Laquon Treadwell is facing a critical year himself, after the Vikings declined his fifth-year contract option in the offseason. He already notices the continuity on offense.

“I feel like everyone is getting better because we know each other a little more. Kirk came in, big signing, there was a lot of news around it. We know Kirk for Kirk, it’s not he’s trying to impress us or win us over,” Treadwell said. “He got the team to know what’s going on, and I think he’s doing a great job just honing into his position.”

It should also help with Dalvin Cook as the primary option in the run game, with Boise State rookie Alexander Mattison the likely top contender for the No. 2 running back spot.

It’s still a work in progress on several fronts, which it should be with nearly two months to go until training camp.
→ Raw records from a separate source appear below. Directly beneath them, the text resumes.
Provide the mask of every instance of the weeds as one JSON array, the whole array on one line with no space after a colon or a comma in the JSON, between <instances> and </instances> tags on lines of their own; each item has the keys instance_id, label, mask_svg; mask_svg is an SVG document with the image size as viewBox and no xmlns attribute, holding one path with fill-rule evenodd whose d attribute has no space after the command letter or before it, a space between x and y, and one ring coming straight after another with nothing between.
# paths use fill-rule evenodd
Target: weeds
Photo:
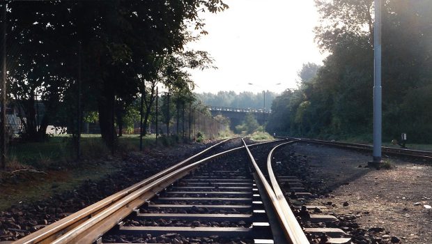
<instances>
[{"instance_id":1,"label":"weeds","mask_svg":"<svg viewBox=\"0 0 432 244\"><path fill-rule=\"evenodd\" d=\"M381 169L391 169L393 166L390 160L385 160L380 165Z\"/></svg>"}]
</instances>

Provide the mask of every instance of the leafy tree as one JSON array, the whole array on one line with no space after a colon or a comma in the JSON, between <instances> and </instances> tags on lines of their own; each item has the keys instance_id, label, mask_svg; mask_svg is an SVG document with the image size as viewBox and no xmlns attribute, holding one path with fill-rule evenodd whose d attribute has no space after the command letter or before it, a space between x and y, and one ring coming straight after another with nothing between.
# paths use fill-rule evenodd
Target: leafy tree
<instances>
[{"instance_id":1,"label":"leafy tree","mask_svg":"<svg viewBox=\"0 0 432 244\"><path fill-rule=\"evenodd\" d=\"M199 11L228 8L220 0L11 1L8 7L8 42L17 43L8 54L16 61L10 66L16 83L13 93L27 104L29 122L36 92L52 96L52 101L64 99L70 110L77 110L72 94L82 84L82 98L97 108L102 139L111 147L114 108L123 114L140 87L146 87L143 80L154 78L154 57L173 55L194 40L187 24L205 32ZM185 56L189 66L199 66L196 56ZM171 82L169 89L184 84Z\"/></svg>"}]
</instances>

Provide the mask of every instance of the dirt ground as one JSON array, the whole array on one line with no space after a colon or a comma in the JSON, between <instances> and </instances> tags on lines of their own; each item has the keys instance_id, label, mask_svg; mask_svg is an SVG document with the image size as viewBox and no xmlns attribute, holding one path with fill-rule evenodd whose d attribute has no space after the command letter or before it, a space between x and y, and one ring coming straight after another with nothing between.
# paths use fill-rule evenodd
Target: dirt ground
<instances>
[{"instance_id":1,"label":"dirt ground","mask_svg":"<svg viewBox=\"0 0 432 244\"><path fill-rule=\"evenodd\" d=\"M432 167L383 157L392 169L376 170L364 167L370 153L316 144L291 146L296 155L307 155L312 181L332 190L311 204L331 201L324 213L355 215L360 227L384 227L403 243L432 243L432 209L424 206L432 205Z\"/></svg>"}]
</instances>

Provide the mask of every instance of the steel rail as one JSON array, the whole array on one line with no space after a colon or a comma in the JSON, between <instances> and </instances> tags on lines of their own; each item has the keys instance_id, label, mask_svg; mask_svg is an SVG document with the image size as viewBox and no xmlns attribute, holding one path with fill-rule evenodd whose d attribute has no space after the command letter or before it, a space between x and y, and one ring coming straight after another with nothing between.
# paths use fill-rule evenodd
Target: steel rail
<instances>
[{"instance_id":1,"label":"steel rail","mask_svg":"<svg viewBox=\"0 0 432 244\"><path fill-rule=\"evenodd\" d=\"M272 206L273 209L275 210L275 211L276 212L276 215L277 215L276 218L277 218L277 220L279 221L280 224L281 224L281 226L283 227L282 229L284 232L284 234L285 235L286 242L289 243L293 243L293 244L309 243L309 241L307 241L307 238L306 238L306 236L304 236L304 233L301 229L301 227L300 229L301 230L301 234L300 234L300 233L298 233L298 230L297 230L296 227L293 227L293 224L292 223L293 219L291 218L293 218L293 220L297 223L297 225L298 225L298 222L297 222L297 220L295 220L295 217L294 217L293 215L292 217L289 216L289 219L288 219L287 218L287 216L286 216L286 214L285 214L286 210L284 210L284 208L286 208L286 206L284 206L281 202L281 201L279 199L278 199L278 197L276 196L276 194L273 191L273 189L272 189L272 187L268 183L268 182L267 181L267 180L265 179L264 176L264 174L263 174L261 170L259 169L259 167L256 164L256 162L255 161L255 159L254 158L254 157L252 156L252 154L251 153L250 151L247 146L246 143L242 139L242 141L245 145L245 148L246 148L247 154L249 155L249 157L251 160L251 162L252 162L254 168L255 169L256 174L261 183L264 187L264 189L265 190L265 194L268 196L269 199L271 201ZM286 200L285 200L285 202L286 202ZM290 209L289 206L288 206L287 207L288 207L288 209ZM298 227L300 227L300 225L298 225Z\"/></svg>"},{"instance_id":2,"label":"steel rail","mask_svg":"<svg viewBox=\"0 0 432 244\"><path fill-rule=\"evenodd\" d=\"M191 157L189 157L188 158L181 161L180 162L175 165L170 167L167 169L164 169L151 177L148 177L137 183L135 183L117 193L114 193L114 195L108 197L106 197L95 204L93 204L86 207L85 208L83 208L78 212L76 212L52 224L49 224L46 227L44 227L29 236L24 236L24 238L14 242L14 243L37 243L43 241L45 239L49 238L52 236L56 236L59 231L63 231L69 227L74 226L74 224L76 224L77 223L79 223L86 219L91 218L92 215L97 213L98 211L114 204L118 199L128 195L130 192L134 192L134 190L139 189L143 185L148 184L148 183L157 179L157 178L164 176L169 172L171 172L173 170L181 167L194 158L196 158L196 157L203 155L203 153L209 151L210 150L213 149L216 146L218 146L233 139L234 138L229 138L224 139Z\"/></svg>"},{"instance_id":3,"label":"steel rail","mask_svg":"<svg viewBox=\"0 0 432 244\"><path fill-rule=\"evenodd\" d=\"M194 164L189 165L187 167L183 167L183 168L180 168L182 166L184 166L184 165L185 165L187 162L190 161L192 159L197 157L198 155L202 155L205 151L208 151L210 148L222 143L226 142L226 141L231 139L232 138L221 142L220 143L215 144L212 147L207 148L205 151L201 151L199 153L194 156L190 157L189 158L176 164L176 165L173 165L169 167L169 169L167 169L160 173L157 173L157 174L152 176L138 183L136 183L119 192L117 192L111 196L109 196L75 213L73 213L63 219L61 219L59 220L58 222L56 222L29 236L26 236L20 240L17 240L13 243L20 244L20 243L54 243L54 241L56 241L56 240L58 240L59 238L61 238L63 236L65 236L65 237L64 237L64 239L63 240L69 240L69 238L70 238L71 236L76 236L75 234L73 234L74 231L77 231L77 229L79 227L82 226L82 224L84 224L84 223L86 223L85 224L86 226L88 227L89 221L91 220L91 222L92 223L92 224L96 224L97 222L94 222L95 218L96 216L99 216L101 213L105 213L105 215L104 215L104 216L107 217L107 215L106 215L106 213L108 208L110 208L111 206L114 206L114 208L118 209L118 208L117 207L119 207L121 205L121 204L117 204L118 202L121 201L123 204L125 204L126 202L130 202L130 201L133 201L134 197L128 197L128 196L132 195L133 194L133 196L135 197L134 199L138 197L140 195L140 194L136 192L137 190L139 190L139 192L141 192L141 195L142 195L142 193L145 192L145 190L143 190L144 188L148 190L151 190L149 188L146 188L147 186L146 184L151 184L152 183L156 182L156 181L158 183L162 183L163 182L163 180L160 181L161 177L162 177L162 178L164 179L167 179L168 178L169 178L169 177L167 177L168 176L173 176L176 174L179 174L179 172L180 171L187 170L187 169L190 169L190 167L192 167L191 166L192 165L196 165L199 163L206 162L207 160L215 158L215 157L219 157L219 156L223 155L225 153L228 153L230 152L233 152L233 151L240 150L244 147L244 146L240 146L240 147L237 147L233 149L230 149L230 150L215 154L210 157L204 158ZM253 146L259 146L259 145L268 144L268 143L279 142L281 142L284 140L284 139L279 139L279 140L273 140L273 141L270 141L270 142L264 142L257 143L254 144L247 145L247 146L253 147ZM183 170L180 170L180 169L183 169ZM153 184L152 185L155 185L155 184ZM128 199L125 200L124 199L125 197L128 197ZM110 213L112 213L113 208L110 208L110 209L111 209ZM130 212L128 213L128 215L130 213ZM122 216L121 218L120 218L120 219L125 217L126 215ZM103 218L102 219L103 219ZM66 238L65 235L67 235L68 237ZM100 236L100 235L98 234L98 236Z\"/></svg>"},{"instance_id":4,"label":"steel rail","mask_svg":"<svg viewBox=\"0 0 432 244\"><path fill-rule=\"evenodd\" d=\"M291 138L293 139L293 138ZM371 145L354 144L348 142L330 142L324 140L318 140L314 139L300 139L302 142L337 146L343 148L349 148L353 149L359 149L364 151L372 151L373 146ZM413 156L418 158L423 158L425 159L432 159L432 152L429 151L422 150L412 150L406 148L396 148L388 146L382 146L383 152L387 154L394 155L403 155L406 156Z\"/></svg>"},{"instance_id":5,"label":"steel rail","mask_svg":"<svg viewBox=\"0 0 432 244\"><path fill-rule=\"evenodd\" d=\"M72 229L70 231L63 234L63 236L61 236L60 238L59 238L58 239L56 239L55 241L53 241L52 243L53 244L60 244L60 243L76 243L77 241L81 241L82 238L80 238L80 236L85 236L86 234L86 231L87 229L89 229L90 228L91 228L93 226L95 226L98 222L100 222L100 221L103 220L105 218L109 217L110 215L114 213L116 211L120 210L121 208L123 208L125 206L128 206L128 208L130 209L130 213L132 213L132 211L133 211L133 209L139 207L139 206L128 206L129 204L133 200L137 199L138 197L139 197L141 195L142 195L143 194L151 190L152 189L153 189L155 187L157 186L159 184L163 183L164 182L167 181L167 180L171 180L171 179L177 179L178 178L178 176L180 174L183 174L183 173L185 173L185 171L190 171L193 169L194 169L196 167L197 167L199 165L204 162L207 162L208 160L213 160L213 159L215 159L218 157L220 157L223 155L225 155L226 153L233 152L234 151L236 151L236 148L233 148L233 149L230 149L222 153L219 153L215 155L213 155L210 157L206 158L204 159L202 159L201 160L199 160L196 162L192 163L190 165L186 165L180 169L178 169L171 173L168 174L166 176L164 176L161 178L159 178L157 179L156 179L154 181L152 181L151 183L150 183L148 185L144 185L142 188L137 190L136 191L133 192L132 193L128 195L128 196L123 197L123 199L121 199L120 201L116 202L114 204L110 206L109 207L108 207L107 208L103 210L102 212L99 213L98 215L93 216L93 218L87 220L86 222L84 222L84 223L79 224L79 226L76 227L75 228L74 228L73 229ZM183 175L182 175L183 177ZM129 213L128 215L129 215ZM124 217L126 217L128 215L126 215ZM111 227L109 227L109 228L105 228L105 229L101 229L100 231L98 231L98 235L100 235L101 234L103 234L104 231L109 230L109 229L111 229ZM83 236L84 237L84 236ZM94 236L92 237L91 240L92 242L93 241L95 241L97 240L98 238L99 238L100 236Z\"/></svg>"},{"instance_id":6,"label":"steel rail","mask_svg":"<svg viewBox=\"0 0 432 244\"><path fill-rule=\"evenodd\" d=\"M284 192L279 186L279 183L276 180L276 176L275 176L275 173L273 172L273 169L272 168L272 158L275 150L283 145L294 143L298 141L299 140L298 139L292 142L282 143L272 148L270 152L268 153L268 156L267 158L267 170L268 171L268 176L272 183L272 186L273 187L273 191L275 192L275 195L276 195L276 198L277 199L278 204L279 204L282 210L282 213L284 216L283 218L286 220L288 222L290 231L287 232L289 235L289 238L291 240L291 242L293 244L306 244L309 243L309 242L307 240L307 238L306 237L303 229L295 219L295 216L291 211L291 208L288 204L288 202L285 199L285 196L284 195Z\"/></svg>"}]
</instances>

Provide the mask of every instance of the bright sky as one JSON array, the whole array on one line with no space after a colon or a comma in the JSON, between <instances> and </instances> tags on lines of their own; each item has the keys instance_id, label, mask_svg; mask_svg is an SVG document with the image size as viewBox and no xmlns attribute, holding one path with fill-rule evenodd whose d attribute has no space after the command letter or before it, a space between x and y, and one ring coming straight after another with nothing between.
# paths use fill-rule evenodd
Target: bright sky
<instances>
[{"instance_id":1,"label":"bright sky","mask_svg":"<svg viewBox=\"0 0 432 244\"><path fill-rule=\"evenodd\" d=\"M314 42L318 15L313 0L224 2L229 6L224 12L201 15L209 34L187 45L208 52L218 68L191 71L196 92L281 92L297 87L304 63L322 63L325 55Z\"/></svg>"}]
</instances>

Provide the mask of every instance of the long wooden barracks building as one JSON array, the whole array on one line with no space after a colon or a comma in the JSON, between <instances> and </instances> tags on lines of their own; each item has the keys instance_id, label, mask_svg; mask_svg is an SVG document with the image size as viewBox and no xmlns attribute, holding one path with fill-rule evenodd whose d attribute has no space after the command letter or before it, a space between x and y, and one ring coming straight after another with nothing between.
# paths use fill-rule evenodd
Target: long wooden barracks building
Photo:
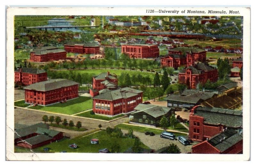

Vikings hire part-time kicking coach

Mike Zimmer hinted during rookie minicamp that he could hire a coach to help with kickers. That guy, for now, is Nate Kaeding. The nine-year NFL veteran kicked mainly with the San Diego Chargers, and drives up from his Iowa home a few times per week to work with the Vikings. Special teams coordinator Marwan Maalouf called Kaeding “another set of eyes.”

The Vikings finished last in the NFL last season, making about 69 percent of their field goals. Kaeding was selected to the Pro Bowl twice and was First Team All Pro in 2009, when he made 32 of 35 kicks for the season.

“Nate’s done it before so that’s somebody that you can trust and that’s experience that you can’t find just with any coach,” Maalouf said.

Wednesday’s OTA highlights

  • There appears to be a three way battle for the No. 2 quarterback spot with Sean Mannion, Kyle Sloter and Jake Browning. In team drills, Mannion found rookie Irv Smith Jr. on a corner route for a touchdown. Mannion also delivered a pair of touchdown passes, one to Dillon Mitchell and the other to Jordan Taylor. Browning had two touchdown passes to Davion Davis, and a third to Alexander Mattison.
  • Defense won the day as the Vikings focused heavily on red zone offense. Eric Kendricks had an interception, Trae Waynes also had a pass breakup covering Smith and Marcus Epps broke up a pass in the end zone intended for Diggs.
  • Dan Bailey was a perfect 7-of-7 on field goal tries on Wednesday, ranging from 30-50 yards. In one of the last team drills, he was rushed on the field with less than 10 seconds to go and calmly made a kick from about 45 yards. Bailey is 12-of-13 with a long of 50 yards in the two practices open to the media.
  • Tight end Kyle Rudolph was absent from OTAs Wednesday to attend a golf tournament in Ohio for his Man of the Year nomination. Long snapper Austin Cutting was absent to attend his graduation at Air Force Academy. Cornerback Mike Hughes did work off to the side as he recovers from ACL surgery. Brian O’Neill returned to practice after missing time with an injury, and David Morgan didn’t practice due to injury.